En cuanto a tu proceso general de producción, ¿Compones primero las frases de la canción o los acordes del ritmo?

“Me pasa de todo. Me pasa que se me ocurren frases, a veces se me ocurren acordes, a veces se me ocurren melodías, a veces quiero hablar sobre algo. Incluso he escrito canciones a través de títulos, cosa que me ha funcionado súper bien. Lo que siempre me intento obligar a hacer es pasar la misma cantidad de tiempo trabajando en la letra y en la música, porque es muy fácil, como productor y músico, hacer que pase a un segundo plano. Y no lo es para nada, sino lo que primero entra”.

¿Qué predomina para ti? ¿Un ritmo pegajoso o una letra con significado?

“Intento complementar, pero si tuviera que escoger, sería la letra. Eso es lo que separa una buena canción de algo que toque, emocione o remueva algo dentro de una persona”.

En cuanto a la inspiración detrás de “Latinoamericana”, ¿a qué sentimientos o vivencias te buscabas remontar?

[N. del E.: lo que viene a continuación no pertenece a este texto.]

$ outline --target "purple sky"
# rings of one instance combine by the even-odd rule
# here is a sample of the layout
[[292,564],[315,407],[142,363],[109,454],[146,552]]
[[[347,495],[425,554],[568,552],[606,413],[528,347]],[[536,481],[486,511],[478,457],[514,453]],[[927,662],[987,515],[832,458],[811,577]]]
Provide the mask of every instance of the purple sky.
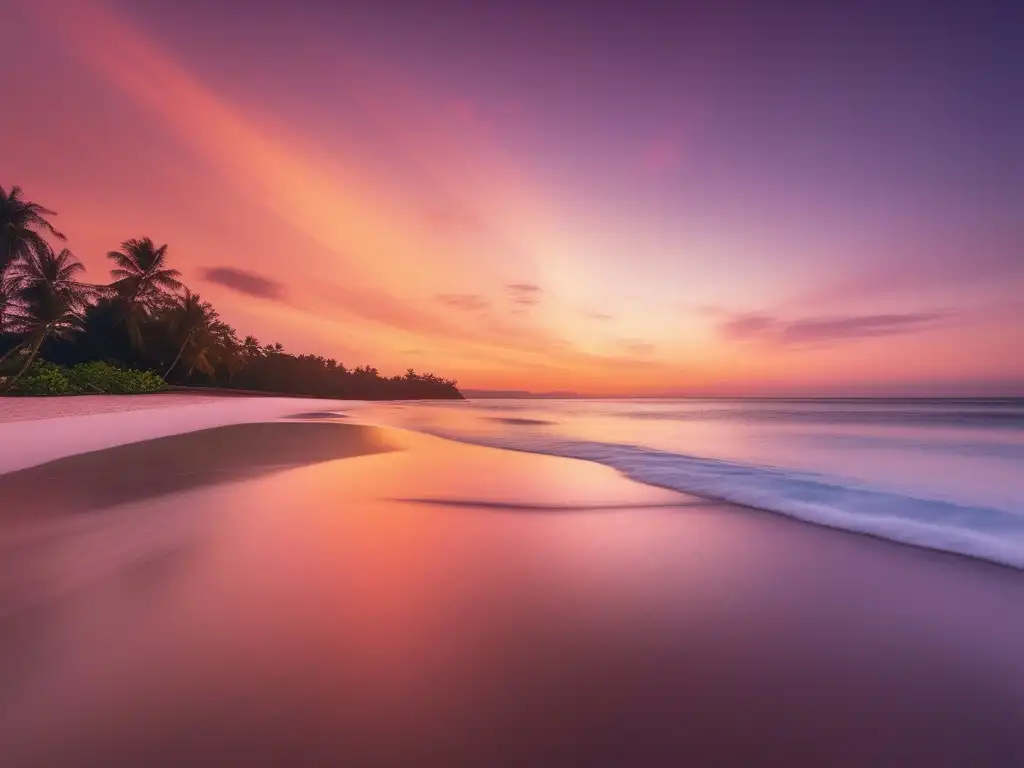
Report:
[[91,268],[170,243],[265,340],[466,386],[1024,382],[1010,3],[9,15],[38,66],[0,73],[0,184],[59,210]]

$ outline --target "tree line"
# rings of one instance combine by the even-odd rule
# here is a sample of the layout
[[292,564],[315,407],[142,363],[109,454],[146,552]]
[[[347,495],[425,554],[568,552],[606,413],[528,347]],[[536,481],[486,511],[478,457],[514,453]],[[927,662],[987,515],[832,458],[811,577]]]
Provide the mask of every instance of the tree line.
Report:
[[102,361],[178,385],[333,398],[461,398],[454,379],[411,368],[386,377],[371,366],[347,368],[254,336],[240,339],[210,302],[185,286],[167,246],[148,237],[125,240],[107,254],[109,283],[86,282],[85,267],[50,222],[55,215],[24,199],[19,187],[0,187],[0,393],[16,392],[41,361]]

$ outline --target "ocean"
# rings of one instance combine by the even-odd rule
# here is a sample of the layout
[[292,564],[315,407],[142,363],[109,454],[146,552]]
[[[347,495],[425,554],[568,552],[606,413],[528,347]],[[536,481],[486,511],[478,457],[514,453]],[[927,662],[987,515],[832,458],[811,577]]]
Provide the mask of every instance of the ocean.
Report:
[[1024,399],[473,400],[358,418],[1024,568]]

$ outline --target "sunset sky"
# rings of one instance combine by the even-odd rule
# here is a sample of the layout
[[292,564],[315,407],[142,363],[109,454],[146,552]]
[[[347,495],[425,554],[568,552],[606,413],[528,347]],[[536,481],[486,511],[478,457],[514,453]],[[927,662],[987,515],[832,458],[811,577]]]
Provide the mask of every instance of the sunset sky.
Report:
[[0,185],[385,373],[1024,394],[1024,12],[836,5],[0,0]]

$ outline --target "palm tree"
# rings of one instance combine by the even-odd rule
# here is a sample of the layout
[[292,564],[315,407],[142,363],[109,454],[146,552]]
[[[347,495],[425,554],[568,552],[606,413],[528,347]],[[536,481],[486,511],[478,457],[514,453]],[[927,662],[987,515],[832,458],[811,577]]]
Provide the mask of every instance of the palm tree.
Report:
[[186,381],[192,377],[192,372],[196,369],[212,377],[217,365],[224,366],[230,381],[245,363],[240,349],[235,329],[220,320],[216,310],[210,307],[207,321],[192,334],[186,350],[186,357],[190,360],[188,373],[185,375]]
[[49,245],[44,244],[42,248],[34,249],[28,258],[15,266],[14,278],[19,285],[18,297],[31,299],[35,291],[49,286],[55,292],[74,299],[76,308],[84,310],[99,288],[78,280],[78,276],[83,272],[85,267],[82,266],[82,262],[67,248],[60,253],[54,253]]
[[219,362],[224,366],[224,370],[228,373],[228,386],[235,380],[235,376],[245,370],[245,367],[249,364],[249,356],[245,352],[245,348],[237,342],[234,344],[224,344],[220,349]]
[[[192,368],[195,368],[197,363],[205,367],[203,354],[209,344],[213,325],[218,322],[217,311],[210,302],[203,301],[198,293],[192,293],[186,288],[171,307],[168,313],[168,322],[172,333],[181,339],[181,346],[178,348],[178,354],[175,356],[174,362],[171,363],[171,367],[164,374],[164,381],[178,365],[182,355],[185,354],[186,347],[192,348]],[[202,362],[200,362],[201,357],[203,357]],[[200,367],[200,370],[202,369]],[[191,369],[189,372],[191,373]]]
[[120,251],[107,258],[117,266],[110,270],[114,278],[110,288],[123,304],[123,319],[136,347],[142,346],[140,327],[148,314],[167,302],[169,294],[182,289],[181,273],[167,266],[167,246],[159,248],[148,237],[125,240]]
[[[242,354],[242,345],[238,341],[235,329],[222,320],[214,320],[209,325],[209,332],[203,341],[204,357],[210,365],[210,370],[204,371],[212,375],[213,366],[220,364],[228,374],[228,384],[234,380],[239,371],[245,367],[246,358]],[[198,365],[194,367],[199,367]],[[202,369],[200,369],[202,370]]]
[[[13,269],[9,269],[6,273],[0,274],[0,336],[10,337],[13,335],[8,333],[11,328],[9,327],[7,315],[8,309],[13,309],[14,307],[14,302],[17,298],[20,287],[21,279],[14,274]],[[7,340],[11,341],[10,338]],[[0,355],[0,375],[2,375],[2,366],[4,361],[25,346],[24,340],[17,344],[13,341],[11,341],[11,343],[13,346]]]
[[252,334],[246,336],[242,342],[242,352],[246,357],[262,357],[263,348],[260,346],[260,340]]
[[49,208],[24,200],[21,187],[11,187],[10,192],[0,187],[0,277],[19,258],[46,245],[43,233],[67,239],[46,220],[56,215]]
[[85,309],[97,291],[95,286],[78,281],[83,271],[85,267],[71,251],[65,248],[54,253],[46,243],[33,247],[15,266],[17,288],[13,308],[8,310],[8,326],[24,336],[24,341],[0,361],[19,350],[28,349],[28,355],[6,389],[11,389],[29,369],[46,339],[67,338],[81,327]]

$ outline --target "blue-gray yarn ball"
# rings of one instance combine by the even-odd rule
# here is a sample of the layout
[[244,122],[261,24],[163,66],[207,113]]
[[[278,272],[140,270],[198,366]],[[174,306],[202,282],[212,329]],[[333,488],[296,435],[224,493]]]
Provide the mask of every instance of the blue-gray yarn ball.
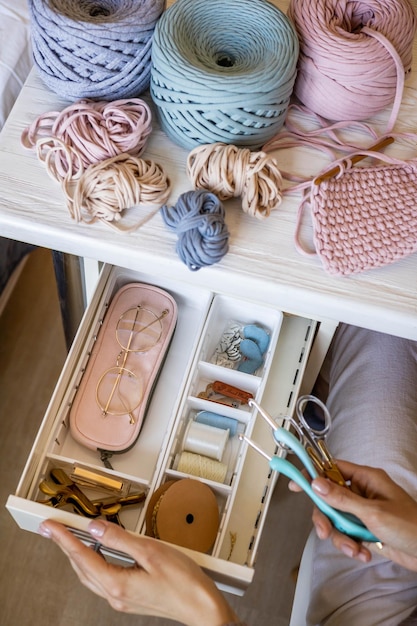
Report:
[[178,235],[177,254],[190,270],[213,265],[228,252],[225,211],[214,193],[187,191],[175,206],[163,206],[161,215],[169,230]]

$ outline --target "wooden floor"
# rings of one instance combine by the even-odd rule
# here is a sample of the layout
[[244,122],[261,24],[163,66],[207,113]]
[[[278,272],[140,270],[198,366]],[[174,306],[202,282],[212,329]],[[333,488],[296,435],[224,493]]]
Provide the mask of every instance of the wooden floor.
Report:
[[[50,253],[31,254],[0,317],[0,626],[168,626],[118,614],[84,589],[58,549],[20,530],[4,505],[16,489],[66,357]],[[278,482],[255,579],[229,596],[250,626],[288,626],[293,570],[309,532],[311,506]],[[301,626],[301,625],[300,625]]]

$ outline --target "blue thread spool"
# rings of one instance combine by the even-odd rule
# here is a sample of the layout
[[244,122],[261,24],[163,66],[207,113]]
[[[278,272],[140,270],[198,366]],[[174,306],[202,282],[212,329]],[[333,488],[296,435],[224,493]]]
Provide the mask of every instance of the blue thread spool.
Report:
[[266,0],[176,0],[152,44],[163,130],[188,149],[263,146],[285,121],[298,52],[292,23]]
[[195,421],[207,426],[215,426],[222,430],[229,430],[231,437],[236,435],[239,426],[238,420],[219,415],[218,413],[212,413],[211,411],[199,411],[195,416]]

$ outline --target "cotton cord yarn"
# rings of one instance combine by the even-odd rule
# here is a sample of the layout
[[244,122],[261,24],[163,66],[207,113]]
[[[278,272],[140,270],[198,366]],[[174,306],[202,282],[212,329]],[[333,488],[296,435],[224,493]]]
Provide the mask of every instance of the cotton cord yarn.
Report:
[[300,40],[295,95],[329,120],[363,120],[400,106],[416,18],[408,0],[291,0]]
[[229,231],[218,197],[204,190],[183,193],[175,206],[161,208],[162,219],[178,235],[176,251],[196,271],[220,261],[229,250]]
[[[48,174],[61,183],[75,221],[100,220],[131,231],[153,217],[171,191],[162,168],[139,158],[151,123],[151,111],[139,98],[110,103],[81,99],[61,112],[40,115],[21,139],[26,148],[36,149]],[[135,225],[122,228],[124,210],[138,204],[157,207]]]
[[195,421],[199,424],[208,424],[209,426],[229,430],[231,437],[236,435],[239,427],[238,420],[233,417],[226,417],[225,415],[219,415],[212,411],[199,411],[195,416]]
[[181,452],[177,459],[176,469],[184,474],[191,474],[191,476],[213,480],[217,483],[225,482],[228,470],[226,463],[188,451]]
[[282,127],[298,40],[266,0],[176,0],[158,21],[150,90],[179,145],[262,146]]
[[[61,112],[38,116],[22,133],[27,148],[38,146],[38,157],[55,158],[57,178],[123,152],[139,156],[152,132],[149,106],[139,98],[114,102],[81,99]],[[38,143],[39,142],[39,143]],[[62,150],[65,145],[66,150]],[[56,148],[56,149],[55,149]]]
[[72,182],[65,180],[63,187],[71,217],[77,222],[100,220],[111,225],[120,221],[125,209],[139,204],[157,205],[145,219],[126,230],[136,230],[153,217],[171,191],[170,181],[157,163],[129,154],[90,165],[76,181],[74,191]]
[[263,219],[282,202],[282,176],[276,160],[224,143],[194,148],[188,155],[187,174],[195,189],[207,189],[220,200],[240,197],[242,209]]
[[165,0],[29,0],[41,79],[69,100],[140,95],[164,7]]

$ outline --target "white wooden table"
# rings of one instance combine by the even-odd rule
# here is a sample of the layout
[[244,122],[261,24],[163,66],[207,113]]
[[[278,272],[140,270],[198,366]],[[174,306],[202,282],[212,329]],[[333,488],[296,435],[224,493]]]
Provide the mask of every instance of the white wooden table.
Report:
[[[284,11],[287,0],[277,0]],[[330,277],[318,258],[301,256],[294,247],[299,197],[287,198],[273,214],[259,221],[245,215],[237,200],[227,201],[230,251],[218,264],[190,271],[175,252],[176,236],[158,213],[138,231],[123,235],[103,224],[78,224],[66,208],[60,185],[48,177],[34,151],[20,143],[23,129],[40,113],[61,110],[68,103],[48,91],[33,70],[0,135],[0,233],[93,261],[152,272],[216,289],[229,295],[276,306],[318,320],[343,321],[417,339],[417,254],[395,264],[351,277]],[[389,111],[372,120],[381,129]],[[396,130],[417,130],[417,45],[414,69],[406,89]],[[387,152],[396,154],[397,145]],[[417,146],[401,156],[417,154]],[[144,156],[169,174],[170,204],[191,189],[186,176],[187,151],[155,128]],[[315,173],[320,156],[297,149],[290,161],[277,155],[282,169]],[[324,164],[324,162],[323,162]],[[143,216],[148,208],[134,209]],[[305,234],[311,236],[311,226]],[[87,274],[88,275],[88,274]]]

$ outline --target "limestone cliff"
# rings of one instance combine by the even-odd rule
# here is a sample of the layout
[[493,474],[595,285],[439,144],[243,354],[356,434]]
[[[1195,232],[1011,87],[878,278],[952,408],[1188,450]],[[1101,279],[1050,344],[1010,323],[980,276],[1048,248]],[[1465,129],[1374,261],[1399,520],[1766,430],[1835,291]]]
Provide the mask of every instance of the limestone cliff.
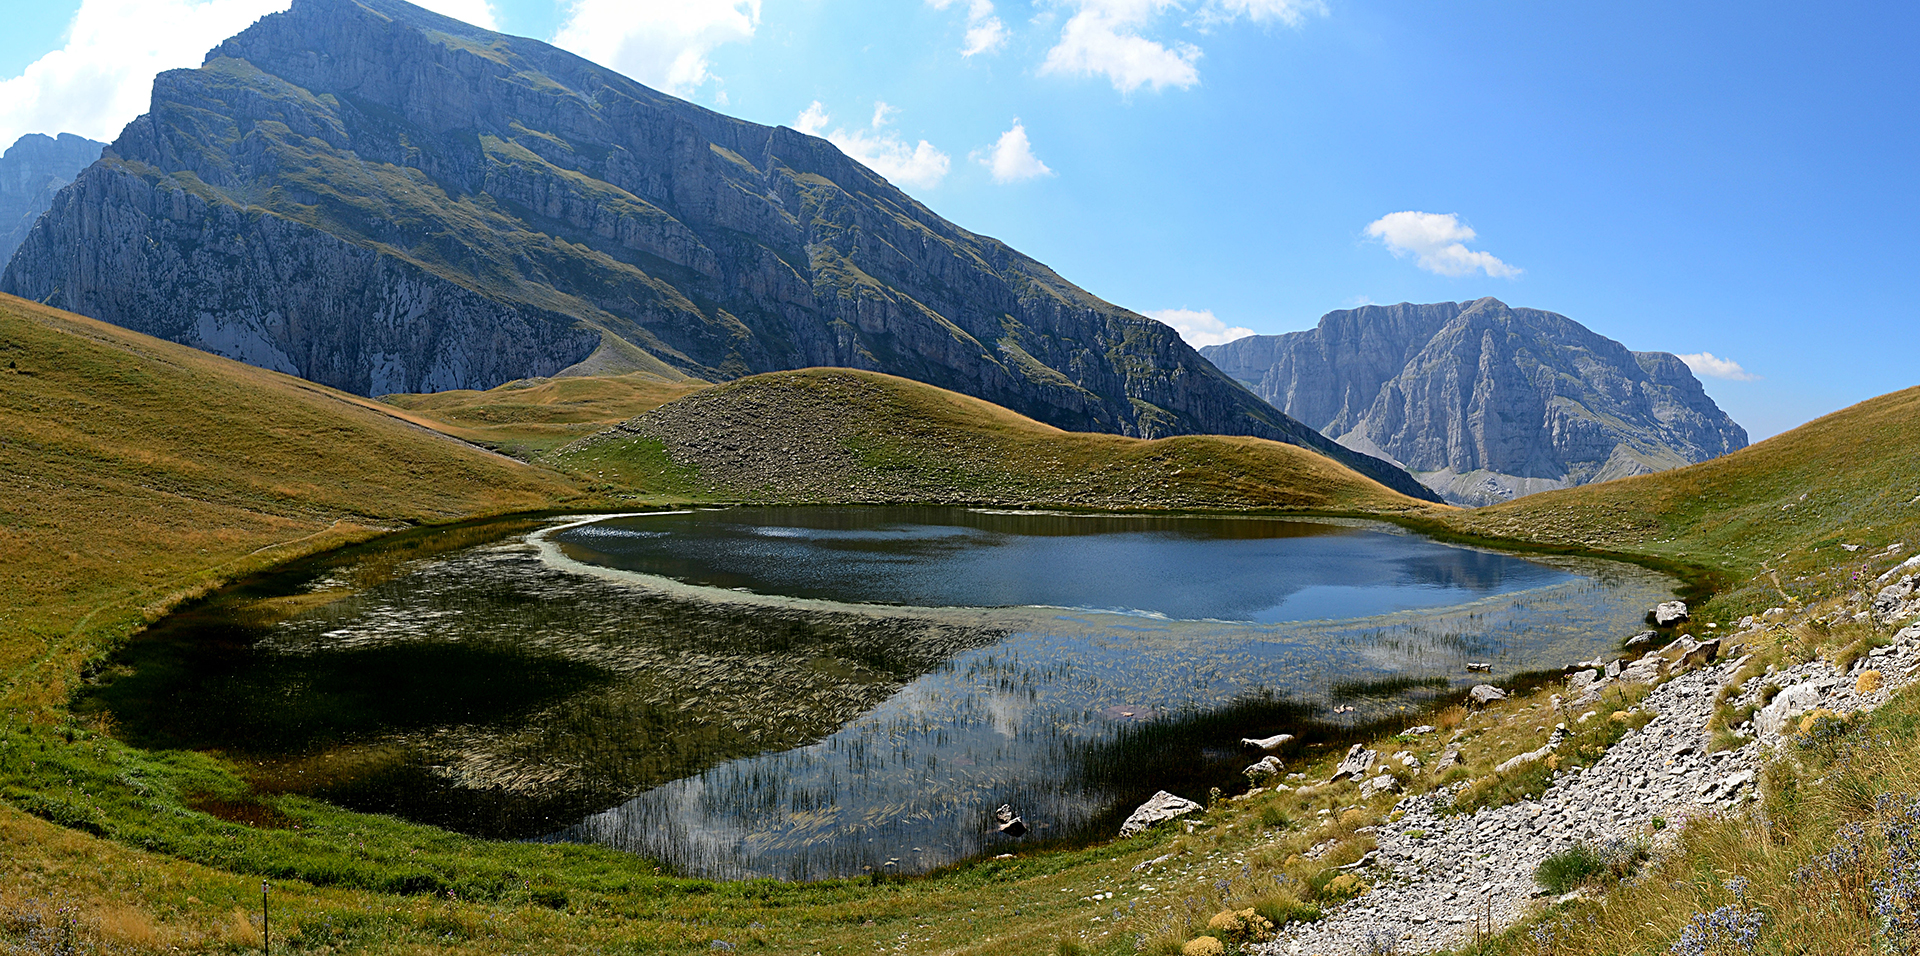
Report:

“Yo creo que la gran inspiración o la gran emoción que hay detrás del disco es, primero, una incertidumbre o angustia ante la ola conservadora que se está tomando el continente y, por otro lado, ya en un ejercicio un poco más intelectual, un esfuerzo por conectarlo con la historia del continente. Cómo distintas ideas han prevalecido desde el colonialismo, pasando por las dictaduras latinoamericanas y finalmente, ahora con esta ola que te mencionaba”.

¿Querías hacer de este un disco conceptual?

“No conceptual, sino que las canciones se comunicasen entre ellas. No quería un grupo al azar de canciones empaquetadas en una cosa, sino que se relacionasen”.

¿A qué canción del álbum le tomaste más cariño?

“Me resulta muy fácil escoger una. Es la que le da el título al disco, porque se me hace una síntesis súper buena de lo que quería lograr y muchas de las cosas que me interesaban. Es una canción como oscura, poética y tiene una noción histórica de lo que está hablando, pero es muy íntima y emocionante también”.

¿Mantienes vivos los sentimientos que tenías al escribir el disco?

 “Mantengo y no mantengo. Por darte un ejemplo concreto, hay una canción que tiene un coro que habla de un presidente bufón, y cuando escribí esa canción, estaba pensando en dos presidentes bufones, y ahora va a haber cuatro presidentes bufones en la región. Llamemos ‘presidente bufón’ a una figura autoritaria media ridícula, con un discurso violento. Entonces, como que se acrecentó un poco mi angustia, pero al mismo tiempo, y ya en un ámbito mucho más personal, me he dedicado a buscar maneras de no pasar todo el día angustiado y pasándolo mal por las cosas que veo en las noticias.

¿Crees que expresar la opinión política es un arma de doble filo para los artistas?

“No lo veo como un arma de doble filo. Creo que tiene un costo, pero es un costo que pago contento. No podría irme a dormir en la noche sintiendo que estoy siendo tibio ante cosas que me parecen terribles y no siendo sincero como artista”.